Faith and Political Analysis
Students will study and analyze moral issues such as colonialism, paternalism, government transparency, using immoral means to accomplish moral ends, corruption, pacifism, and war crimes.
Political Process, Theory, and Thought
A third of the course is devoted to learning the historical context of Japanese politics. The remaining two thirds of the course explores theories and political processes in Japan. Students will show their mastery of these materials in exams and papers.
Effective Research and Analysis
Required course readings will use both qualitative and quantitative methods and students will learn how to interpret and criticize both types of research. A significant portion of the readings will also use historical comparison, and students will also be expected to use interdisciplinary studies, especially from the fields of sociology, history, and anthropology.

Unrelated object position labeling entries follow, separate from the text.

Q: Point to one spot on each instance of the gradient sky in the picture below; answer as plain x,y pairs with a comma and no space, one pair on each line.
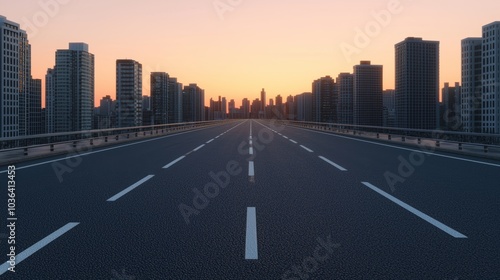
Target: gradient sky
281,46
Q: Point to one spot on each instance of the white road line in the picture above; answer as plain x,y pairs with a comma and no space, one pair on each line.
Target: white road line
37,246
173,162
251,170
401,148
418,213
333,163
125,191
197,149
307,149
251,248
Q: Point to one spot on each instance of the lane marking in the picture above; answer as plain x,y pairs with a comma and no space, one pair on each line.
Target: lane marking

Effective and Professional Writing
Students will have the option of writing a high quality research paper that requires significant research and argumentation or translating and discussing current news accounts of relevant Japanese events written in Japanese newspapers.
Critical Thinking and Analysis
Students will be given specific questions to prepare in advance of each day’s assigned readings, and they will be expected in class to answer and discus those questions.
Integrity in Daily and Civic Activities
By analyzing important ethical decision such as Hara Kei’s lukewarm defense of democracy in the 1910s, the US decision to use information gained from illegal medical experiments, the US decision to extensively censor Occupation publications, and motivations surrounding Japan’s 1994 electoral reforms, students will better understand the role that ethics plays in the daily decisions and activities of any political leader or citizen.
Participation in Political Process
Students will learn how the Japanese experience informs many of the pressing political issues that we face in the United States. They will make connections between Japan and these issues and be able to discuss how the Japanese experience sheds light on these important topics of current political discourse.